The method of claim 3,
Wherein a reinforcing end plate is provided at an end opposite to an opposite end of the first reinforcing member and the second reinforcing member, respectively, and is bolted to the connecting end plate provided on the connecting member.

The method according to claim 1,
Wherein the core member has a flat stick shape and both end portions are formed with restraining portions having a wider width than other portions and are constrained while being inserted into slits formed at both ends of the reinforcing member.

The method according to claim 6,
And a pair of stiffeners installed along the longitudinal direction of the core so as to be in contact with both sides of the core in the inside of the stiffener to suppress the out-of-plane buckling of the core.

8. The method of claim 7,
Wherein the stiffener is formed to have a length shorter than the length of the core material so as not to interfere with the spacing between the first reinforcing member and the second reinforcing member.

8. The method of claim 7,
Wherein the stiffener comprises a facing plate facing the core member and a supporting plate having one side long side joined perpendicularly along the longitudinal center line of the facing plate and the other side long side supported on the inner side surface of the reinforcing member. New unbuckling with reinforcement.

The method according to claim 1,
The connecting member includes a connecting member end plate to be bolted to a stiffener end plate respectively provided at an opposite end of the opposite end of the first stiffener and the second stiffener and an opposite end to which the stiffener end plate is installed, And a non-buckling body for connecting the stiffener end plate and the pin connecting portion to each other.

11. The method of claim 10,
Characterized in that the non-yielding body has a cross-section of + shape.
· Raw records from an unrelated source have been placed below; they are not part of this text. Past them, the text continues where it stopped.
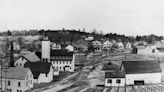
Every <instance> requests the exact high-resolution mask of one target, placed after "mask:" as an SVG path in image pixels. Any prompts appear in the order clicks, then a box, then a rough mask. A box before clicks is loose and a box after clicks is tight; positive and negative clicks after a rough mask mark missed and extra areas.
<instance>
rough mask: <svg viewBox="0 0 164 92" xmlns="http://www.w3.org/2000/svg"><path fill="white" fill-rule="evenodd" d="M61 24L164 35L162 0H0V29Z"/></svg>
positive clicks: (53, 27) (125, 31)
mask: <svg viewBox="0 0 164 92" xmlns="http://www.w3.org/2000/svg"><path fill="white" fill-rule="evenodd" d="M62 28H65V29H83V28H85V29H86V31H88V32H91V31H92V30H93V29H96V30H97V31H100V30H101V31H103V33H110V32H112V33H119V34H125V35H149V34H156V35H162V36H164V0H0V31H6V30H25V29H26V30H30V29H52V30H55V29H62Z"/></svg>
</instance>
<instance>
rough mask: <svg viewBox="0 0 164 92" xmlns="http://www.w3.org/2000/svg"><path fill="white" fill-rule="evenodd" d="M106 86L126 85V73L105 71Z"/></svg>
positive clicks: (105, 79)
mask: <svg viewBox="0 0 164 92" xmlns="http://www.w3.org/2000/svg"><path fill="white" fill-rule="evenodd" d="M105 86H106V87H111V86H125V73H124V72H105Z"/></svg>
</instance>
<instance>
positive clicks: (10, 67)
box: [0, 67, 33, 92]
mask: <svg viewBox="0 0 164 92" xmlns="http://www.w3.org/2000/svg"><path fill="white" fill-rule="evenodd" d="M0 74H1V73H0ZM2 74H3V75H2V86H1V84H0V87H2V89H3V90H5V84H6V90H7V91H5V92H25V91H26V90H29V89H31V88H33V74H32V72H31V70H30V69H29V68H23V67H9V68H8V69H7V73H6V69H4V70H3V71H2ZM5 74H6V76H5ZM5 78H6V81H5Z"/></svg>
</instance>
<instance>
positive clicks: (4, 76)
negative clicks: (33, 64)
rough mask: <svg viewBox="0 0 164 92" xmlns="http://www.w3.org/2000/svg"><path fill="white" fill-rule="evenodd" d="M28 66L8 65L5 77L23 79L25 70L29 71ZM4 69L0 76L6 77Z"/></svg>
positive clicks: (10, 78)
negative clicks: (7, 68) (23, 66)
mask: <svg viewBox="0 0 164 92" xmlns="http://www.w3.org/2000/svg"><path fill="white" fill-rule="evenodd" d="M29 70H30V69H29V68H23V67H9V68H8V69H7V78H8V79H21V80H23V79H25V78H26V75H27V72H28V71H29ZM5 75H6V69H3V71H2V77H3V78H4V77H6V76H5ZM0 76H1V73H0Z"/></svg>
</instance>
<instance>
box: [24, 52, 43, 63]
mask: <svg viewBox="0 0 164 92" xmlns="http://www.w3.org/2000/svg"><path fill="white" fill-rule="evenodd" d="M23 57H24V58H26V59H27V60H29V61H30V62H38V61H40V59H39V57H38V56H37V55H36V54H35V53H29V54H27V55H24V56H23Z"/></svg>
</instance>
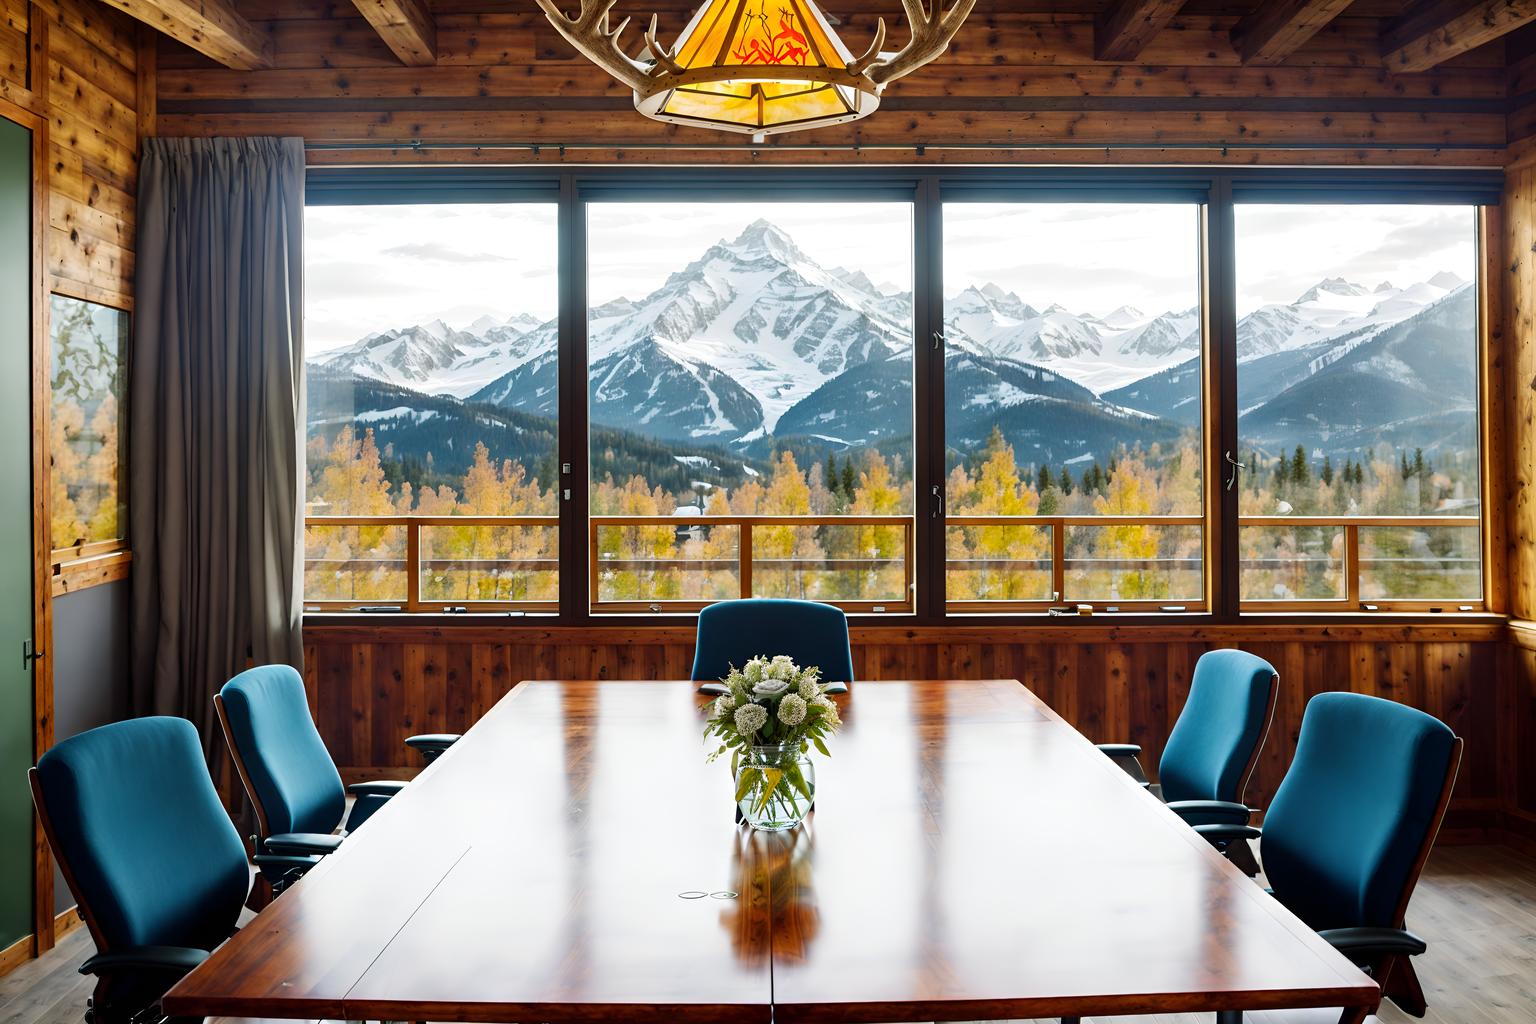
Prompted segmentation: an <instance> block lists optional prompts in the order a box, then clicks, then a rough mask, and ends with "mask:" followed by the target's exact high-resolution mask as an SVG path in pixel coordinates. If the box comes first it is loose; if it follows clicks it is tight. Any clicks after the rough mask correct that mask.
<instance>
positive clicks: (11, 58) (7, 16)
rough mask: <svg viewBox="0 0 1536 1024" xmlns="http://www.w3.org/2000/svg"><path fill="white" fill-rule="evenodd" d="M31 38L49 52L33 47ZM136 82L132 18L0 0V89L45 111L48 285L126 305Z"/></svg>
mask: <svg viewBox="0 0 1536 1024" xmlns="http://www.w3.org/2000/svg"><path fill="white" fill-rule="evenodd" d="M34 17H35V18H40V20H43V21H46V32H35V34H34V32H32V31H31V29H32V18H34ZM34 38H46V52H38V54H35V55H32V54H29V49H31V41H29V40H34ZM140 88H141V83H140V68H138V28H137V21H134V20H132V18H129V17H126V15H123V14H118V12H115V11H111V9H108V8H103V6H100V5H97V3H94V2H92V0H41V2H40V3H31V5H29V3H26V0H0V91H3V94H5V95H8V97H11V98H17V101H18V103H22V104H23V106H32V104H41V106H45V107H46V109H45V111H40V112H43V114H46V115H48V118H49V166H48V173H49V204H48V243H46V249H45V259H46V263H48V276H49V281H48V284H49V290H52V292H60V293H65V295H72V296H77V298H83V299H91V301H94V302H101V304H106V306H112V307H117V309H129V310H131V309H132V307H134V187H135V180H137V164H138V107H140V106H141V103H140ZM149 95H154V91H152V89H151V91H149Z"/></svg>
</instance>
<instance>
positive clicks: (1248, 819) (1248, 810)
mask: <svg viewBox="0 0 1536 1024" xmlns="http://www.w3.org/2000/svg"><path fill="white" fill-rule="evenodd" d="M1167 809H1169V811H1172V812H1174V814H1177V815H1178V817H1181V818H1184V821H1187V823H1189V824H1247V823H1249V818H1250V817H1253V812H1252V811H1250V809H1249V808H1247V804H1241V803H1232V801H1229V800H1175V801H1174V803H1170V804H1167Z"/></svg>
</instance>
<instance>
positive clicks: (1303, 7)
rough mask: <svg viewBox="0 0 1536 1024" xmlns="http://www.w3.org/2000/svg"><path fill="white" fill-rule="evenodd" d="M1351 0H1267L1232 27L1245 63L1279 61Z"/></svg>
mask: <svg viewBox="0 0 1536 1024" xmlns="http://www.w3.org/2000/svg"><path fill="white" fill-rule="evenodd" d="M1352 2H1353V0H1267V2H1266V3H1263V5H1260V6H1258V9H1255V11H1253V12H1252V14H1249V15H1246V17H1244V18H1243V20H1241V21H1238V23H1236V25H1235V26H1233V28H1232V46H1233V48H1235V49H1236V51H1238V57H1241V58H1243V63H1244V64H1278V63H1281V61H1284V60H1286V58H1287V57H1290V55H1292V54H1295V52H1296V51H1298V49H1299V48H1301V45H1303V43H1306V41H1307V40H1309V38H1312V37H1313V35H1316V34H1318V31H1319V29H1321V28H1322V26H1324V25H1327V23H1329V21H1332V20H1333V18H1336V17H1338V15H1339V14H1341V12H1342V11H1344V8H1347V6H1349V5H1350V3H1352Z"/></svg>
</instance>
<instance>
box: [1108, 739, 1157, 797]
mask: <svg viewBox="0 0 1536 1024" xmlns="http://www.w3.org/2000/svg"><path fill="white" fill-rule="evenodd" d="M1094 746H1097V748H1098V751H1100V754H1104V755H1106V757H1107V758H1109V760H1112V761H1114V763H1115V765H1120V766H1121V768H1123V769H1126V774H1127V775H1130V777H1132V778H1135V780H1137V781H1138V783H1141V788H1143V789H1150V788H1152V783H1150V781H1149V780H1147V774H1146V769H1144V768H1141V757H1140V754H1141V746H1140V745H1137V743H1095V745H1094Z"/></svg>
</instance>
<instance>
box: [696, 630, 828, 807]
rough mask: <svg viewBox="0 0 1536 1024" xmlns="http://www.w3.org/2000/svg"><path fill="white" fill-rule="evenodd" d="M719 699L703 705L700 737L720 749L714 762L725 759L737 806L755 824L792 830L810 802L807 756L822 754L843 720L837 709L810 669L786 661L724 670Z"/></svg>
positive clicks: (787, 657)
mask: <svg viewBox="0 0 1536 1024" xmlns="http://www.w3.org/2000/svg"><path fill="white" fill-rule="evenodd" d="M720 682H723V683H725V685H727V686H728V688H730V692H728V694H722V695H720V697H717V699H716V700H714V703H713V705H711V708H710V717H708V720H707V722H705V726H703V735H705V738H714V740H717V742H719V746H717V748H716V749H714V751H713V752H711V754H710V760H711V761H713V760H716V758H719V757H722V755H725V754H727V752H730V755H731V777H733V778H734V780H736V803H737V806H739V808H740V811H742V815H743V817H745V818H746V821H750V823H751V824H753V826H754V827H766V829H776V827H794V824H797V823H799V821H800V818H803V817H805V814H806V812H808V811H809V809H811V803H813V801H814V798H816V775H814V772H813V771H811V763H809V760H808V754H809V751H811V748H813V746H814V748H816V749H817V751H820V752H822V754H823V755H826V757H831V751H828V749H826V737H828V735H831V734H833V732H836V731H837V726H840V725H842V718H840V717H839V714H837V705H836V703H833V700H831V697H828V695H826V694H825V692H823V689H822V683H820V680H819V679H817V669H816V668H814V666H813V668H800V666H797V665H796V663H794V662H793V660H791V659H788V657H785V656H782V654H780V656H779V657H773V659H770V657H766V656H760V657H754V659H753V660H750V662H746V665H743V666H740V668H736V666H731V672H730V676H727V677H725V679H723V680H720Z"/></svg>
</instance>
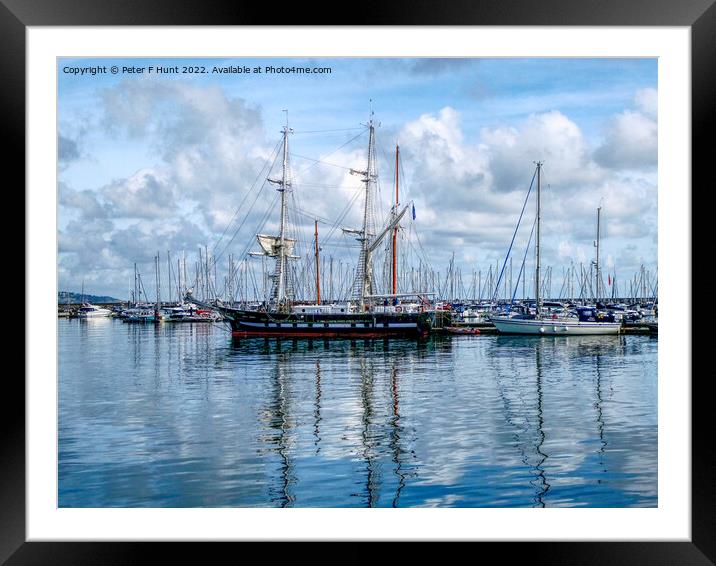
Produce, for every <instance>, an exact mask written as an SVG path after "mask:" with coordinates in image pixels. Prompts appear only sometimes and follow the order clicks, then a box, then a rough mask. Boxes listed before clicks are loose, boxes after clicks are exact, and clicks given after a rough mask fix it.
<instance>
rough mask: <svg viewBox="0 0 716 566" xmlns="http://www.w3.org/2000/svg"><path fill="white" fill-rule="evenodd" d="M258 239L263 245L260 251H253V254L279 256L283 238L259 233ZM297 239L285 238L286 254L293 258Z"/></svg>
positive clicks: (262, 245)
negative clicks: (280, 247)
mask: <svg viewBox="0 0 716 566" xmlns="http://www.w3.org/2000/svg"><path fill="white" fill-rule="evenodd" d="M256 239H257V240H258V242H259V246H260V247H261V251H260V252H253V253H252V255H267V256H269V257H277V256H278V255H279V249H280V247H281V238H280V237H278V236H266V235H265V234H257V235H256ZM295 244H296V240H295V239H293V238H284V239H283V245H284V255H285V256H286V257H291V258H293V257H294V256H293V248H294V245H295Z"/></svg>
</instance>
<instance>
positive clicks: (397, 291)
mask: <svg viewBox="0 0 716 566" xmlns="http://www.w3.org/2000/svg"><path fill="white" fill-rule="evenodd" d="M399 156H400V146H398V145H396V146H395V208H394V209H393V215H396V214H398V204H399V200H398V185H399V181H400V169H399V161H398V159H399ZM397 293H398V227H397V226H396V227H395V228H394V229H393V295H396V294H397Z"/></svg>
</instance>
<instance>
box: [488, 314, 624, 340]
mask: <svg viewBox="0 0 716 566" xmlns="http://www.w3.org/2000/svg"><path fill="white" fill-rule="evenodd" d="M491 322H492V324H494V325H495V328H497V331H498V332H500V333H501V334H532V335H535V336H596V335H605V334H619V330H620V328H621V324H620V323H618V322H581V321H578V320H575V321H571V320H563V319H557V320H548V319H547V320H533V319H525V320H520V319H514V318H507V317H504V318H503V317H493V318H492V319H491Z"/></svg>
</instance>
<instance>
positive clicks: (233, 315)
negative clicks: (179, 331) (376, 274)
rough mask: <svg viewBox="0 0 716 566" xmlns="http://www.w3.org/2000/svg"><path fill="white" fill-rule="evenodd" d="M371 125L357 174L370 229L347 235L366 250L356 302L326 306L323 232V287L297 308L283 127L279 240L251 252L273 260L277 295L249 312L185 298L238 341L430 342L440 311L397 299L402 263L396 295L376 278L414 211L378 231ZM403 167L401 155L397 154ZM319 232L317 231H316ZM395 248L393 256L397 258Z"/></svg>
mask: <svg viewBox="0 0 716 566" xmlns="http://www.w3.org/2000/svg"><path fill="white" fill-rule="evenodd" d="M367 127H368V133H369V137H368V157H367V166H366V169H365V171H358V170H354V169H351V173H352V174H354V175H358V176H359V177H360V178H361V181H362V183H363V184H364V186H365V189H364V207H363V223H362V227H361V228H360V229H348V228H343V229H342V230H343V232H344V233H346V234H350V235H352V236H355V239H356V240H357V242H358V243H359V245H360V253H359V256H358V261H357V266H356V269H355V275H354V279H353V284H352V286H351V291H350V295H351V296H350V299H347V300H345V301H343V302H334V303H332V304H321V300H320V281H319V273H320V271H319V269H318V249H319V247H318V239H317V229H316V279H317V281H316V289H317V297H316V301H315V303H314V302H312V303H300V302H299V303H297V302H295V301H294V298H293V295H294V293H293V285H292V281H291V277H290V275H291V270H290V269H289V262H290V261H292V260H296V259H299V258H300V257H299V256H298V255H295V253H294V249H295V247H296V238H292V237H290V236H289V234H288V233H287V195H288V193H290V191H292V184H291V176H290V171H289V151H288V138H289V134H290V133H291V132H292V130H291V129H290V128H289V127H288V124H286V125H285V126H284V127H283V131H282V133H283V162H282V168H281V177H280V178H279V179H272V178H268V179H267V180H268V182H270V183H272V184H274V185H276V190H277V191H278V193H279V197H280V212H279V222H278V227H279V230H278V235H267V234H257V235H256V239H257V243H258V247H259V249H258V251H254V252H250V255H252V256H255V257H262V258H268V259H269V260H273V262H274V269H273V272H272V273H271V274H270V275H269V277H270V280H271V289H270V294H269V296H268V300H267V301H265V302H264V304H263V305H261V306H260V307H259V308H256V309H250V308H248V307H247V306H245V305H244V306H242V307H241V308H236V307H235V306H232V305H229V304H224V303H223V302H222V301H220V300H218V299H215V300H213V301H210V302H209V301H199V300H198V299H196V298H194V297H193V295H192V293H191V291H189V292H188V293H187V296H186V300H188V301H191V302H193V303H195V304H198V305H200V306H205V307H207V308H211V309H213V310H215V311H217V312H219V313H220V314H221V315H222V316H223V318H224V321H225V322H228V323H229V324H230V325H231V331H232V335H233V336H234V337H237V338H249V337H296V338H313V337H317V338H386V337H393V336H395V337H422V336H427V335H428V334H429V333H430V331H431V329H432V327H433V323H434V318H435V311H434V308H433V307H432V306H431V303H430V301H429V299H428V294H427V293H417V292H416V293H403V294H399V293H397V292H396V291H397V289H396V285H395V281H396V274H395V259H393V266H394V267H393V286H392V293H390V294H377V293H376V286H375V282H374V273H373V253H374V252H375V251H376V250H377V249H378V247H379V246H380V245H381V243H383V242H384V241H385V238H386V237H387V236H389V235H391V234H393V236H394V235H395V233H396V232H397V229H398V225H399V223H400V221H401V219H402V218H403V217H404V215H405V213H406V211H407V210H408V208H409V206H405V207H403V208H402V209H399V207H398V202H397V173H396V203H395V206H394V207H393V209H392V212H391V215H390V218H389V221H388V222H387V225H386V226H385V227H384V228H383V229H382V230H381V231H380V232H378V230H377V229H376V228H375V220H374V216H373V213H372V210H373V201H374V199H375V192H376V184H377V177H378V174H377V164H376V151H375V126H374V123H373V118H372V111H371V118H370V120H369V122H368V124H367ZM396 162H397V156H396ZM316 226H317V225H316ZM395 253H396V252H395V246H393V255H394V256H395Z"/></svg>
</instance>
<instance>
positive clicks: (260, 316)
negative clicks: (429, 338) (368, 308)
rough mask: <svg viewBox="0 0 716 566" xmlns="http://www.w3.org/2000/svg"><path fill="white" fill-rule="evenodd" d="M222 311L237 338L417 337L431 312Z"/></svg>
mask: <svg viewBox="0 0 716 566" xmlns="http://www.w3.org/2000/svg"><path fill="white" fill-rule="evenodd" d="M222 314H224V315H225V317H226V320H227V321H228V322H229V324H230V325H231V333H232V335H233V336H234V337H237V338H250V337H267V338H268V337H286V338H359V339H373V338H390V337H416V338H419V337H423V336H427V335H429V333H430V330H431V329H432V315H431V314H430V313H414V314H408V313H406V314H385V313H382V314H375V315H374V314H371V313H363V314H344V315H336V314H311V315H308V314H307V315H297V314H290V315H280V314H273V313H265V312H254V311H233V310H228V311H224V312H223V313H222Z"/></svg>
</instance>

A core member having a flat stick shape and having restraint portions having wider widths than other portions at both ends, and absorbing and deforming when energy is repeatedly applied by an earthquake;
A first reinforcing member of a first reinforcing member and a second reinforcing member which face each other with an interval therebetween so as to be able to receive buckling of the core member by accommodating the core member therein and which is spaced apart from the end portions of the first reinforcing member and the second reinforcing member So that the length of the yield zone with respect to the required stiffness can be adjusted. The first stiffener and the second stiffener face each other with different lengths to suppress in-plane buckling of the core located therebetween, And a pair of side plates for preventing out-of-plane buckling of the core member while connecting side surfaces of the end plate and the end plate facing each other with a gap between the long plate and the single plate formed with the slit that is constrained by the constraint portion of the core member, The first stiffener and the second stiffener are symmetrically arranged with respect to the long plate and the single plate of the stiffener such that the end plate and the long plate of the second stiffener face each other Value is, and the first stiffener and a second stiffener comprising a reinforcement, each end plate to the opposite end of the end portion facing one of the ends is provided with a reinforcement;
A face plate which faces the core member and which is formed to have a length shorter than a length of the core member and which is provided along the longitudinal direction of the core member in a form of being in contact with both sides of the core member in the inside of the reinforcing member, A pair of stiffeners each of which is composed of a supporting plate having one side long side joined orthogonally along the longitudinal center line of the facing plate and the other side long side supported on the side surface of the reinforcing member
A connecting member end plate that is bolted to correspond to the stiffener end plate of the first stiffener and the second stiffener; a pin connecting portion that is formed at an opposite end of the stiffener end plate, And a connecting member made of a non-yielding body having a + -shaped cross section connecting the stiffener end plate and the pin connecting portion.